A better course of action for the senior-most judges was to evolve a consensus on how best to still the controversy. A whisper campaign against judges by the usual suspects in the SC bar, who, admittedly, are not without private agendas and motives of their own, needed to be handled in a more considered manner. Following last week’s ugliness displayed by the ‘rival’ benches, unsubstantiated charges against the CJI and others have only gained wider currency, whetting curiosity far and wide. Also, aside from making a laughing stock of itself, the highest court played smack into the hands of the political executive which for long has been smarting under the ever-increasing activism of the higher judiciary. Their Lordships cannot defend their own case if they are not above reproach – and are widely seen to be so. Unfortunately, there is now a growing talk of a corrupt judiciary. This can be proven wrong only if, led by the apex court, every judicial authority, high and low, adheres to the highest standards of moral and professional conduct.

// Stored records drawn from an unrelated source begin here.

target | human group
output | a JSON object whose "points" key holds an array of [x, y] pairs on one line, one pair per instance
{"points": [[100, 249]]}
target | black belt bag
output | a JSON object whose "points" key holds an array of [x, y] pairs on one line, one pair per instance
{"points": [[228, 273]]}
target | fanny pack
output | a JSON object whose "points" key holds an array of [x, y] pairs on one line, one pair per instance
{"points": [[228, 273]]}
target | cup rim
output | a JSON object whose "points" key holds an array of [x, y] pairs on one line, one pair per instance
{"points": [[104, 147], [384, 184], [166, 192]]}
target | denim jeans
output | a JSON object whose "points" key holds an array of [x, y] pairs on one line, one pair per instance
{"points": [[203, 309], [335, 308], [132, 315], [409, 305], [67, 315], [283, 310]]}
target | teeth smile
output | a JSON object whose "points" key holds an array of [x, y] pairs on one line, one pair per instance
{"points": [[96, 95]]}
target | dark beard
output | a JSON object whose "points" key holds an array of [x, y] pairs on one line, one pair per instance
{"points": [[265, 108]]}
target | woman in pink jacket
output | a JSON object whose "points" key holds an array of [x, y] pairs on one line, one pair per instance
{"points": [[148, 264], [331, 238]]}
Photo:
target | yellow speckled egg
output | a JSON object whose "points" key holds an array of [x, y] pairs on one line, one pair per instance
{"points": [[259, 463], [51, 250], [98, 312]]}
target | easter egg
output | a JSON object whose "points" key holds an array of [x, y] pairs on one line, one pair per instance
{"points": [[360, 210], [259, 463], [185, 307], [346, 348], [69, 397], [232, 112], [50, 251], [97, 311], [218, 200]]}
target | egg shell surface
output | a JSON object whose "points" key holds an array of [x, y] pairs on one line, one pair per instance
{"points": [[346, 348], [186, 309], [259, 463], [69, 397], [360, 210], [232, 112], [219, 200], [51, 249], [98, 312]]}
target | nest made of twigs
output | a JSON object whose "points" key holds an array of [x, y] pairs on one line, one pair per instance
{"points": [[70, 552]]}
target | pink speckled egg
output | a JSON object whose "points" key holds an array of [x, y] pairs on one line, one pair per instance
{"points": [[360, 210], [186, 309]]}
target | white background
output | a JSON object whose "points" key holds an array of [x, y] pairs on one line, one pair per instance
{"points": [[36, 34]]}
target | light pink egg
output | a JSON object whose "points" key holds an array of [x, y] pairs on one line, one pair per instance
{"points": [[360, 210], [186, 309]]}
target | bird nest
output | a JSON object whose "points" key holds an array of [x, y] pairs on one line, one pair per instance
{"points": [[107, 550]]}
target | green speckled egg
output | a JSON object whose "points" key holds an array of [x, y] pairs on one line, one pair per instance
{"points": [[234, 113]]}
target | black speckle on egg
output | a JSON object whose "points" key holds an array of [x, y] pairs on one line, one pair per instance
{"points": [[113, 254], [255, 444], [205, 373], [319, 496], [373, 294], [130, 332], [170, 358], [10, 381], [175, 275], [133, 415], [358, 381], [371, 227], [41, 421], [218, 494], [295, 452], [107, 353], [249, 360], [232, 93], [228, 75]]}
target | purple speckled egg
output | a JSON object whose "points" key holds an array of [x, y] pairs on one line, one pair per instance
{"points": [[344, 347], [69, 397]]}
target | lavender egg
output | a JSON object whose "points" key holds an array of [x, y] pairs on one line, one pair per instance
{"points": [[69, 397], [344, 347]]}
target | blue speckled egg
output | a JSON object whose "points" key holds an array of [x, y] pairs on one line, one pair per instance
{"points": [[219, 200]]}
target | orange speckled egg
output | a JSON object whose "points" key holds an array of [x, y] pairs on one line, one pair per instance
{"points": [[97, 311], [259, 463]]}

Having said that, it is a regrettable that the Supreme Court is still dilly-dallying in finalizing the Memorandum of Procedure governing appointments to the higher judiciary. The National Judicial Appointments Commission Bill was passed by multi-party consensus. It had proposed the constitution of the Commission for appointments to various High Courts and the SC by a multi-member body on which government of the day as well as the opposition  too would  have had representation. A constitution bench headed by the then Chief Justice held the proposed Commission unconstitutional.

That was in October 2015. However, in what now appears to be an unwise concession, the court agreed to frame an MoP about appointments to the higher judiciary. That was in December 2015. Since then, neither the Government nor the SC has  shown any hurry to finalize the MoP with mutual consent. Draft-MoPs have been discussed by the SC and rejected. One of the sticking points was the government’s insistence to reject a proposed appointment on grounds of ‘national security.’ The misgiving that the provision would be used by the executive is not entirely misplaced. Anyway, of late, there has been no progress on framing the MoP. In this backdrop, a two member-bench last month asked the Government to explain the delay.  However, indicating confusion and a breakdown of communication between judges, a few days later, a three-member Bench headed by Chief Justice Misra overruled the two-member bench.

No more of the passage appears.